The change of motion is proportional to the motive force impressed; and is made in the direction of the right line in which that force is impressed.

This sentence is Newton’s formulation of what later became known as the Second Law of Motion. It appears in the opening definitions and axioms (“Axiomata sive Leges Motus”) of his Latin treatise *Philosophiæ Naturalis Principia Mathematica* (1687), where he set out three laws to ground a new mathematical physics of terrestrial and celestial motion. Newton’s “motive force impressed” refers to an external force acting on a body, and “change of motion” uses “motion” in the Principia’s technical sense of quantity of motion (momentum). The law provided the conceptual and mathematical basis for analyzing impacts, projectiles, and planetary orbits within a single framework.

Newton is stating that an applied force produces a change in a body’s momentum proportional to the strength of that force, and that the change occurs along the line of action of the force.
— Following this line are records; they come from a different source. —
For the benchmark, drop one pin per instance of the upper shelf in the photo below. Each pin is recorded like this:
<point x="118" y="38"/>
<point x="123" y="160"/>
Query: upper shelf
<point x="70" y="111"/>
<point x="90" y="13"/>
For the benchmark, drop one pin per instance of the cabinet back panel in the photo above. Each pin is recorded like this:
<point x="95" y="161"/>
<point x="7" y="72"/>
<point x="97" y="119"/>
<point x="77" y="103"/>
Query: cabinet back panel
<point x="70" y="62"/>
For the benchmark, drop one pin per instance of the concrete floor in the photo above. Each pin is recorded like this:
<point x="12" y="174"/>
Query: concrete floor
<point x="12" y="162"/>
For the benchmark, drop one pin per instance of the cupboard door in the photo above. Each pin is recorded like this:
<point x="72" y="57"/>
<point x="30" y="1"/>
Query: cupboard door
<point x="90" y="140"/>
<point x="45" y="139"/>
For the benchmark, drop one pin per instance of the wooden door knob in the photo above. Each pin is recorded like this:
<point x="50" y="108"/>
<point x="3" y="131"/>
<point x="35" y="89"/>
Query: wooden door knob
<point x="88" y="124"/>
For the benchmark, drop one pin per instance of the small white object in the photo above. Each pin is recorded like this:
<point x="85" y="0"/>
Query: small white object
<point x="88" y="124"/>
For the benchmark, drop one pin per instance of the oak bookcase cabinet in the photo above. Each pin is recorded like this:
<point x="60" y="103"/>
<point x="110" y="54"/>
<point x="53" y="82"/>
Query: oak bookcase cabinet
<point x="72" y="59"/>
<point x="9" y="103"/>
In modern notation this is closely aligned with the impulse–momentum relation (force producing a rate of change of momentum), and in the common special case of constant mass it underwrites the familiar form *F = ma*. The emphasis on direction (“right line”) is crucial: forces are vectors, and they determine not only how much a motion changes but also the direction in which it changes. This principle is foundational for classical mechanics because it links causes (forces) to measurable dynamical effects.

1) “The alteration of motion is ever proportional to the motive force impressed; and is made in the direction of the right line in which that force is impressed.”
2) “Change in motion is proportional to the force impressed and takes place in the direction of the straight line in which the force is impressed.”